8: Overcoming ‘the Natural Man’

“8: Overcoming ‘the Natural Man’” Preparing for an Eternal Marriage Teacher Manual (2003), 30–32

“8,” Preparing for an Eternal Marriage, 30–32


Overcoming “the Natural Man”

Doctrinal Overview

King Benjamin taught his people, “The natural man is an enemy to God, and has been from the fall of Adam, and will be, forever and ever” (Mosiah 3:19). He explained that such a man will remain in this condition “unless he yields to the enticings of the Holy Spirit, and putteth off the natural man and becometh a saint through the atonement of Christ the Lord, and becometh as a child, submissive, meek, humble, patient, full of love, willing to submit to all things which the Lord seeth fit to inflict upon him, even as a child doth submit to his father” (v. 19). Elder Orson Pratt, who was a member of the Quorum of the Twelve Apostles, taught: “The more righteous a people become the more they are qualified for loving others and rendering them happy. A wicked man can have but little love for his wife” (The Seer [1853–54], 156; see also student manual, 157).

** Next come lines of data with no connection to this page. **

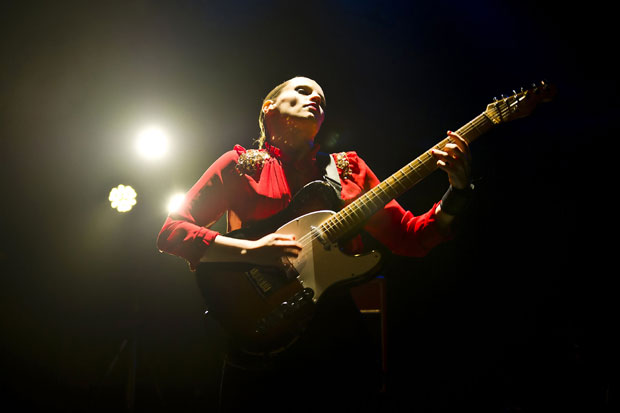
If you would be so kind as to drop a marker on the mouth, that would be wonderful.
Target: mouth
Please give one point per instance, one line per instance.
(313, 106)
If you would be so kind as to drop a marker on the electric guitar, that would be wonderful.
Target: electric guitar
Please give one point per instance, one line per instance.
(265, 309)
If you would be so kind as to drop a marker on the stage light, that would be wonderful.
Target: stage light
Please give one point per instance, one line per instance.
(152, 143)
(123, 198)
(175, 202)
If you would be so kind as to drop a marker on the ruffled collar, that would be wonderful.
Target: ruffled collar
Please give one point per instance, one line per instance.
(277, 153)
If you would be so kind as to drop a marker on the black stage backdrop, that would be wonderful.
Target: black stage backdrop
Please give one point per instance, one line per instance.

As we strive to become more like the Savior and overcome the natural man, we become better prepared for dating and a temple marriage.

Student Manual Readings

Statement in “Temptations of Satan and the Natural Man,” Elder Jeffrey R. Holland (330)

“Put Off the Natural Man, and Come Off Conqueror,” Elder Neal A. Maxwell (333)

“Beware of Pride,” President Ezra Taft Benson (269)

“Discipline a Violent Temper,” President Gordon B. Hinckley (332)

“Our Fading Civility,” President Gordon B. Hinckley (331)

Suggestions for How to Teach

Suggestions for How to Teach

  • Group work. Read the following statement by the Prophet Joseph Smith: “Now, in this world, mankind are naturally selfish, ambitious and striving to excel one above another; yet some are willing to build up others as well as themselves” (Teachings of the Prophet Joseph Smith, sel. Joseph Fielding Smith [1976], 297). Explain that this lesson will examine the selfishness, pride, anger, and incivility of the natural man. Divide the class into four groups. Assign each group to read the material in one of the following categories and answer the accompanying questions.


    Read “Put Off the Natural Man, and Come Off Conqueror,” by Elder Neal A. Maxwell of the Quorum of the Twelve Apostles (student manual, 333), looking for answers to the following questions:

    • How did Elder Maxwell define selfishness?

    • Why is selfishness “the detonator in the breaking of the Ten Commandments”?

    • Which forms of selfishness have the power to destroy dating and marriage relationships? Why?

    • What qualities do we need to develop to avoid being selfish? How can we strengthen relationships?

    • What has God given us to help us overcome selfishness?


    Read “Beware of Pride,” by President Ezra Taft Benson (student manual, 269), looking for answers to the following questions:

    • How can enmity toward God affect the way we treat those we date?

    • How can enmity toward our fellow men affect our dating and courtship conduct?

    • In what ways do the manifestations of pride outlined by President Benson affect our behavior in dating and courtship?

    • How can humility improve our behavior in dating and courtship?


    Read “Discipline a Violent Temper,” by President Gordon B. Hinckley, then a counselor in the First Presidency (student manual, 332), and answer the following questions:

    • What can a violent temper do to a dating or courtship relationship?

    • What counsel did President Hinckley give about controlling one’s temper?

    • Can anyone make you lose your temper? Why or why not?


    Read “Our Fading Civility,” by President Gordon B. Hinckley (student manual, 331), looking for answers to the following questions:

    • How should our education affect our civility?

    • What are examples of incivility in dating and courtship?

    • What are examples of how civility can improve our dating and courtship relationships.

    When the groups have finished, have a member from each group present their answers to the class. Discuss their findings.

Suggestions for How to Teach

  • Scripture activity. Invite students to read 2 Nephi 25:23, 26; Mosiah 3:19; 4:1–6; 5:2–9 looking for how we can overcome the natural man. Discuss their findings. Write on the board: Through the Atonement of Jesus Christ and with the help of the Holy Ghost, we can overcome the natural man and become true Saints. Ask: Why is it impossible to overcome the natural man without the Atonement of Jesus Christ? Read Mosiah 5:2 again and ask:

    • In what ways can our dispositions change as we overcome the natural man and become Saints?

    • How can doing good continually affect a dating relationship?

Suggestions for How to Teach


Read Galatians 5:16–17. Ask students what they learned from this lesson that could help them in their efforts to “walk in the Spirit.” Discuss how walking in the Spirit helps us overcome the natural man. Encourage students to seek the influence of the Holy Ghost every day. Testify that with the help of the Spirit and through the Atonement of Jesus Christ we can overcome the natural man and build lasting relationships.